Published online by Cambridge University Press: 05 August 2011
Thomas Turner, the River Plate correspondent of The Times in the 1880s, suggested in his memoirs:
There are many otherwise well-informed persons, we believe, who still entertain the antiquated notion that the Argentine Republic is a wild and lawless region, of vast territorial extent, sparsely populated, and mainly the resort of desperate characters, ready at any moment to break out into political revolt; where murder is rife, and life and property illprotected.
By the late 1880s, the notion of Argentina as a wild region inhabited by brutal natives was indeed out of date. The country had recently and rapidly transformed. Certain institutional, economic, and social changes in fact predated the 1880s. By then, the new National Constitution had been in force for two decades and three presidents had been elected under its terms: Bartolomé Mitre (1862–1868), Domingo F. Sarmiento (1868–1874), and Nicolás Avellaneda (1874–1880).
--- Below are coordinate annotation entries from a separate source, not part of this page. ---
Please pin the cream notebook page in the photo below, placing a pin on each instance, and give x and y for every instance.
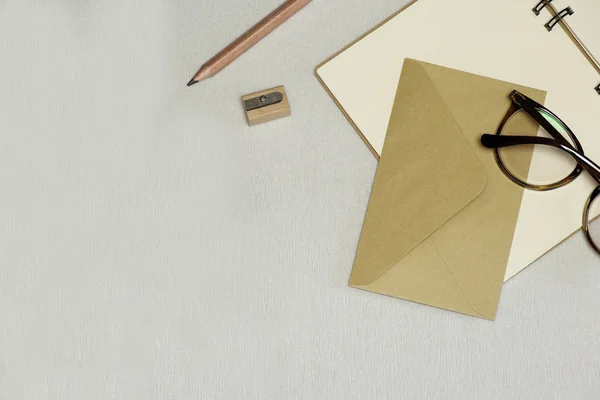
(499, 39)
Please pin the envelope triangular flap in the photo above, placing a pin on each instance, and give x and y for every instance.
(427, 174)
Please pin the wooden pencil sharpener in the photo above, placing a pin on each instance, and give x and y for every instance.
(266, 105)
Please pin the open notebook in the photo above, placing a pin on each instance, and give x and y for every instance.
(500, 39)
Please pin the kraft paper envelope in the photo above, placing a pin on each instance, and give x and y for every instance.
(441, 217)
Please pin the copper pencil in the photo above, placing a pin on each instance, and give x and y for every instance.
(248, 39)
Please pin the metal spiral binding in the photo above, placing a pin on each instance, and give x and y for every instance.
(540, 6)
(559, 18)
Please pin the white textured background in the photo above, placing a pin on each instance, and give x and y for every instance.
(152, 246)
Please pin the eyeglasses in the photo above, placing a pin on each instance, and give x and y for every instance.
(556, 142)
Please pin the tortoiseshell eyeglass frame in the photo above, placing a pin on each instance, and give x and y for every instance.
(520, 102)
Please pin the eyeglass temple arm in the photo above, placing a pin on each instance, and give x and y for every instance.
(499, 141)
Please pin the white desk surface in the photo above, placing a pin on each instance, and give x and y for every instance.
(152, 246)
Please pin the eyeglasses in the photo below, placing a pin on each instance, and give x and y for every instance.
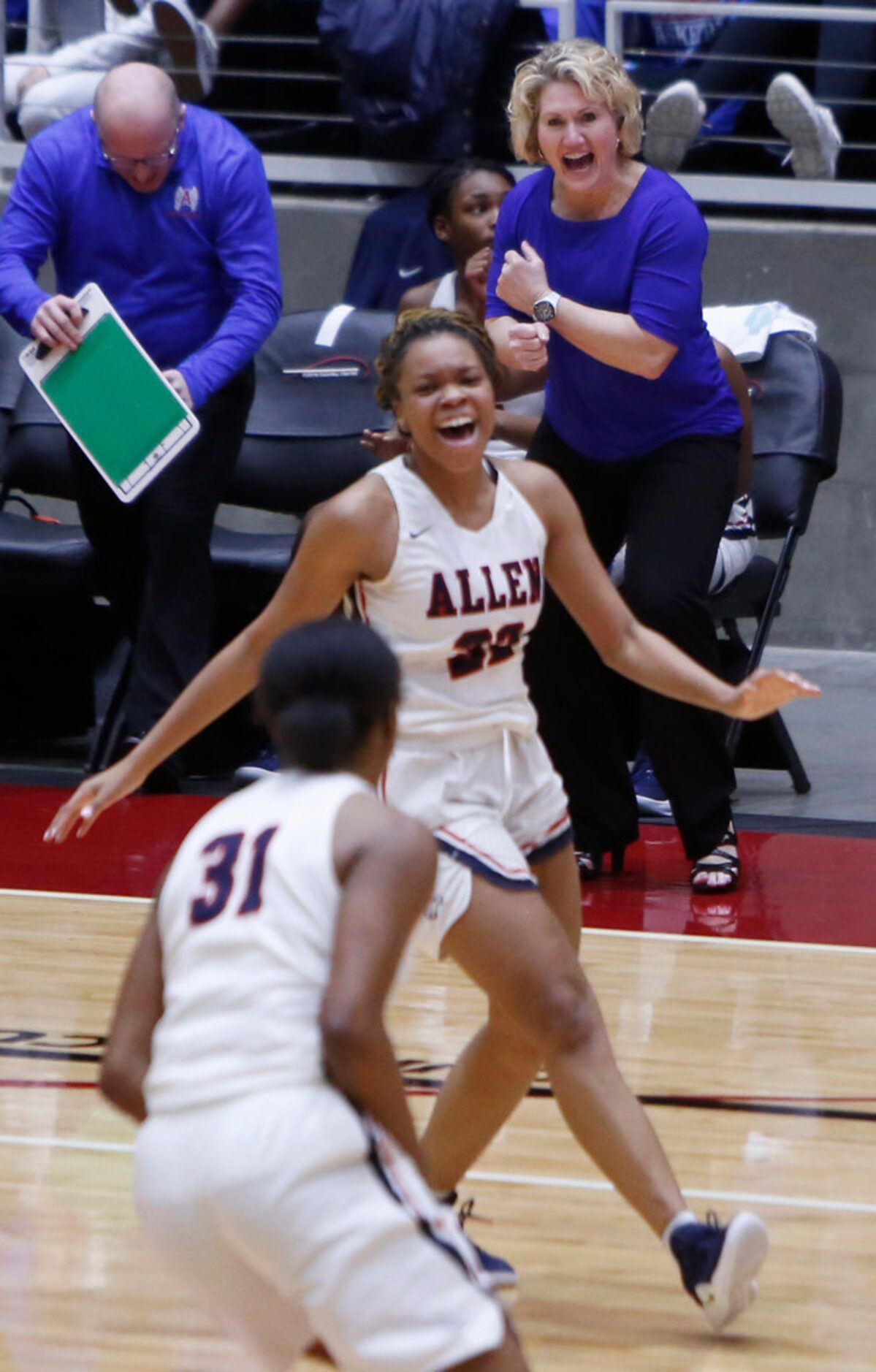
(154, 164)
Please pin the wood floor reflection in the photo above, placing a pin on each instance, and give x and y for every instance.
(776, 1043)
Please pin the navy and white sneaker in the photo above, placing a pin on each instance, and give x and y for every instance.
(500, 1273)
(720, 1264)
(267, 764)
(499, 1270)
(650, 796)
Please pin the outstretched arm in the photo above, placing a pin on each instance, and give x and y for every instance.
(386, 866)
(137, 1010)
(346, 538)
(582, 584)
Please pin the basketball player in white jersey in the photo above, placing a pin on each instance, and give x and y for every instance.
(446, 554)
(273, 1170)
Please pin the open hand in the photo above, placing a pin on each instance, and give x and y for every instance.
(385, 443)
(522, 279)
(768, 690)
(92, 798)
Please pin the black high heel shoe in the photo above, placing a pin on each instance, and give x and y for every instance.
(591, 864)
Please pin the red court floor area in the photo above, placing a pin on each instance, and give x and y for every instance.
(799, 888)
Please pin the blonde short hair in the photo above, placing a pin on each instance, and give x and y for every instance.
(601, 77)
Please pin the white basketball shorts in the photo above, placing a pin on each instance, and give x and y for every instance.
(295, 1219)
(495, 809)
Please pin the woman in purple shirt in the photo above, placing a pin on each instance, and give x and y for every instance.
(598, 270)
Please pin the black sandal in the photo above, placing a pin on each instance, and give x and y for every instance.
(724, 861)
Argentina had, since the 1860s, expanded its cereal and beef production and accommodated increasing numbers of European immigrants. However, in the light of later developments, the pre-1880 socio-economic growth can be seen as the harbinger of the overwhelming changes that Argentina experienced during the 1880s. These were crucial years in Argentine history: They witnessed the consolidation of Argentine institutions, the definition of the political system that was to dominate the country for the next thirty-six years, and the establishment of the conditions that fostered Argentina's rapid socioeconomic transformation.